For weeks now Congress has debated spending cuts,
the deficit, and next year’s budget. Unfortunately, absent from the conversation
is any mention of Revenue.
Current federal government revenue (the government’s
“income”) is inadequate to do all that must be done, no matter what cuts or
efficiencies are imposed. Federal revenue today, as a share of Gross Domestic
Product (GDP), is at or below level of the 1960s and 1970s despite the many additional
responsibilities that the government has taken on since those days, such as:
extensive medical research,
- environmental protections,
- the bigger and growing Medicare and Social
Security programs, and
- a much larger, more heavily used, and aging
transportation infrastructure.
These are just a few of the additional functions that we expect from government. It is no
surprise that federal money is tight and everything, from bridges to our water
systems, is falling apart.
In a
“Resolution for the Common Good,” General Synod 25 resolved “that societies and
nations are judged by the way they care for their most vulnerable citizens” and
“that government policy and services are central to serving the common good.”
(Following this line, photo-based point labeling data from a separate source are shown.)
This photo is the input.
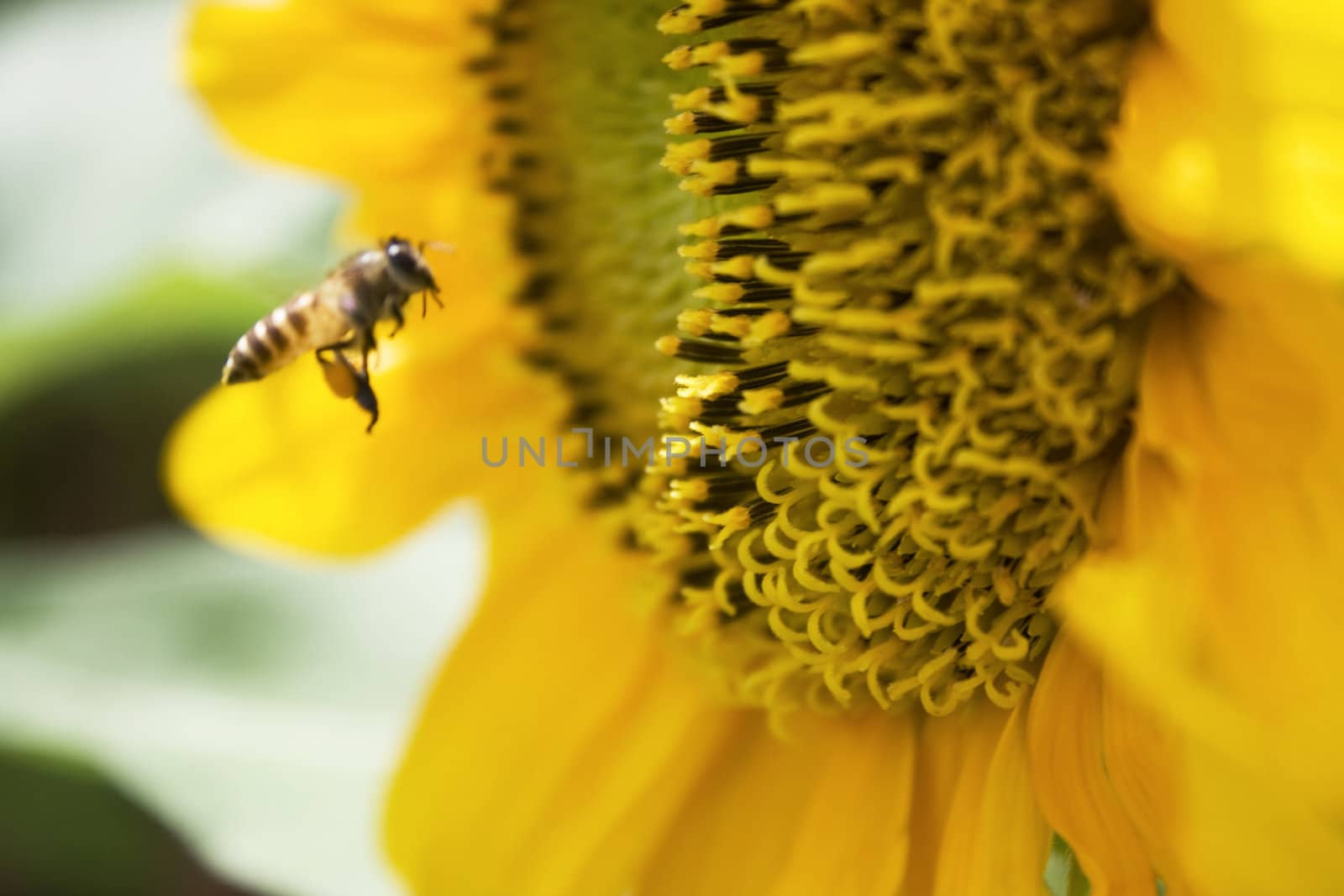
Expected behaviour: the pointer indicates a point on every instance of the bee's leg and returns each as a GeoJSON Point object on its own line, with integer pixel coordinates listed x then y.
{"type": "Point", "coordinates": [394, 308]}
{"type": "Point", "coordinates": [366, 399]}
{"type": "Point", "coordinates": [428, 295]}
{"type": "Point", "coordinates": [347, 382]}
{"type": "Point", "coordinates": [366, 344]}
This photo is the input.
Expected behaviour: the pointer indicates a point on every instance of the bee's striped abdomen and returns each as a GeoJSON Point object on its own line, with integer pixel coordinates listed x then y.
{"type": "Point", "coordinates": [277, 338]}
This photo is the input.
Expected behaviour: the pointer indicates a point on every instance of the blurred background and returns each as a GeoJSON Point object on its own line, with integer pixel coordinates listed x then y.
{"type": "Point", "coordinates": [174, 718]}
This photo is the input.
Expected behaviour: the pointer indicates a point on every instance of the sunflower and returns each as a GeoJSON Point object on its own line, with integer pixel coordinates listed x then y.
{"type": "Point", "coordinates": [1000, 343]}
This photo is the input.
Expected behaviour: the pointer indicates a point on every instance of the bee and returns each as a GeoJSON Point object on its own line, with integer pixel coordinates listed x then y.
{"type": "Point", "coordinates": [338, 316]}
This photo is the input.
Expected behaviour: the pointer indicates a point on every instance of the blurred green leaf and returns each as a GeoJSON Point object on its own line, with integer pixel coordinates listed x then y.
{"type": "Point", "coordinates": [260, 708]}
{"type": "Point", "coordinates": [1063, 876]}
{"type": "Point", "coordinates": [65, 831]}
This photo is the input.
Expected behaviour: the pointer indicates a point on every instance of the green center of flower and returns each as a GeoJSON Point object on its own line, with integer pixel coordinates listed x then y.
{"type": "Point", "coordinates": [913, 355]}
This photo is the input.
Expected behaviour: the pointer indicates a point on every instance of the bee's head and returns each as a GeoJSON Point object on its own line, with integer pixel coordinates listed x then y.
{"type": "Point", "coordinates": [407, 266]}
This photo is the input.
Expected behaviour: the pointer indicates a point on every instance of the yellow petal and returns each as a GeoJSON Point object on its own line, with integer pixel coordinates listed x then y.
{"type": "Point", "coordinates": [1072, 779]}
{"type": "Point", "coordinates": [996, 840]}
{"type": "Point", "coordinates": [1144, 761]}
{"type": "Point", "coordinates": [1233, 132]}
{"type": "Point", "coordinates": [558, 739]}
{"type": "Point", "coordinates": [362, 92]}
{"type": "Point", "coordinates": [1218, 600]}
{"type": "Point", "coordinates": [284, 463]}
{"type": "Point", "coordinates": [826, 810]}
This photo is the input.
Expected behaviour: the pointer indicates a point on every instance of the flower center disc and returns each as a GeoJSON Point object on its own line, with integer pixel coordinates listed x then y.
{"type": "Point", "coordinates": [913, 356]}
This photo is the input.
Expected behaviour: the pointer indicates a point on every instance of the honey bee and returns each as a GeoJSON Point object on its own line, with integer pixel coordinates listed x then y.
{"type": "Point", "coordinates": [336, 316]}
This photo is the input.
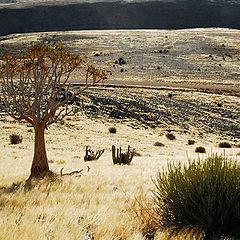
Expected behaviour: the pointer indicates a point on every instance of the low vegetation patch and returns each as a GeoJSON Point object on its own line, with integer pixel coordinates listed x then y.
{"type": "Point", "coordinates": [224, 145]}
{"type": "Point", "coordinates": [191, 142]}
{"type": "Point", "coordinates": [202, 196]}
{"type": "Point", "coordinates": [112, 130]}
{"type": "Point", "coordinates": [15, 138]}
{"type": "Point", "coordinates": [159, 144]}
{"type": "Point", "coordinates": [170, 136]}
{"type": "Point", "coordinates": [200, 149]}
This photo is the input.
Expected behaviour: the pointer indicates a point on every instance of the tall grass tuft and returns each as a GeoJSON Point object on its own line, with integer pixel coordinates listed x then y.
{"type": "Point", "coordinates": [202, 196]}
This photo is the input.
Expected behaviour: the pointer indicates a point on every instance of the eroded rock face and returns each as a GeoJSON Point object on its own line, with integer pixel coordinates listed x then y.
{"type": "Point", "coordinates": [57, 15]}
{"type": "Point", "coordinates": [196, 112]}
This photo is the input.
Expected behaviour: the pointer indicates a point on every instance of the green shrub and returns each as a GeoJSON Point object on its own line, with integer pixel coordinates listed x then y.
{"type": "Point", "coordinates": [112, 130]}
{"type": "Point", "coordinates": [15, 138]}
{"type": "Point", "coordinates": [200, 150]}
{"type": "Point", "coordinates": [191, 142]}
{"type": "Point", "coordinates": [170, 136]}
{"type": "Point", "coordinates": [202, 196]}
{"type": "Point", "coordinates": [224, 145]}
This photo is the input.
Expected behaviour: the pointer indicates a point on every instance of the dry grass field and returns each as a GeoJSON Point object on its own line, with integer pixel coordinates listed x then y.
{"type": "Point", "coordinates": [113, 202]}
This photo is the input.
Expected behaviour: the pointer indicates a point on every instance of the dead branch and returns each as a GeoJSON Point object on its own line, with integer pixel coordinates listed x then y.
{"type": "Point", "coordinates": [70, 173]}
{"type": "Point", "coordinates": [91, 155]}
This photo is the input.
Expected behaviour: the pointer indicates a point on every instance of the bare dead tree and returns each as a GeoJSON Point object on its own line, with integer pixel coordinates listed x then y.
{"type": "Point", "coordinates": [35, 88]}
{"type": "Point", "coordinates": [91, 155]}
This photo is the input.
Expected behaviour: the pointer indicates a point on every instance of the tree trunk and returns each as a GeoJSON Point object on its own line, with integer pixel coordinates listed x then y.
{"type": "Point", "coordinates": [40, 164]}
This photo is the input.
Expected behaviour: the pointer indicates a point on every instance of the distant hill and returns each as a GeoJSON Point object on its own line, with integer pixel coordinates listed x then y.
{"type": "Point", "coordinates": [34, 16]}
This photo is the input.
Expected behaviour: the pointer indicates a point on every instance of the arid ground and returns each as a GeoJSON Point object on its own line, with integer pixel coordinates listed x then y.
{"type": "Point", "coordinates": [186, 82]}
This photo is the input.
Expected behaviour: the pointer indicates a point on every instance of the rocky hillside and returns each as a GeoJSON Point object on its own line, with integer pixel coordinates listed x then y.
{"type": "Point", "coordinates": [32, 16]}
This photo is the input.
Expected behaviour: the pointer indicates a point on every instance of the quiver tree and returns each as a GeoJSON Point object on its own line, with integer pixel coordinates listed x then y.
{"type": "Point", "coordinates": [35, 88]}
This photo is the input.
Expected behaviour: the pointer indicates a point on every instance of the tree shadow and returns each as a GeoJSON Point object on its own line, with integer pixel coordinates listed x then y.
{"type": "Point", "coordinates": [30, 184]}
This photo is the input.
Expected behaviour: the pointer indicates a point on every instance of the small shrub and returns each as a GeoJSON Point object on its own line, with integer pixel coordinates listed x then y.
{"type": "Point", "coordinates": [170, 136]}
{"type": "Point", "coordinates": [15, 138]}
{"type": "Point", "coordinates": [135, 153]}
{"type": "Point", "coordinates": [224, 145]}
{"type": "Point", "coordinates": [200, 150]}
{"type": "Point", "coordinates": [159, 144]}
{"type": "Point", "coordinates": [191, 142]}
{"type": "Point", "coordinates": [202, 197]}
{"type": "Point", "coordinates": [112, 130]}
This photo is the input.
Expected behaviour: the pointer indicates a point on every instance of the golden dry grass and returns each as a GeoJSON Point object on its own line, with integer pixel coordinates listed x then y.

General Synod 25 continued by declaring “that paying taxes for government
services is a civic responsibility of individuals and businesses” and “that the
tax code should be progressive, with the heaviest burden on those with the
greatest financial means.”
Corporations and the
Top One Percent
As federal obligations have grown, taxes paid by corporations
have declined. In 1965, corporate income taxes were 4.0% of GDP but they fell
to 2.5% of GDP in 2008 (and declined even more during the financial crisis). In
other major industrialized countries, corporate taxes are higher, averaging 3.0%
of GDP. Corporate tax loopholes and subsidies cost hundreds of billions of
dollars each year and also encourage the export of jobs and slow economic
growth.
The wealthiest households should also be paying more taxes.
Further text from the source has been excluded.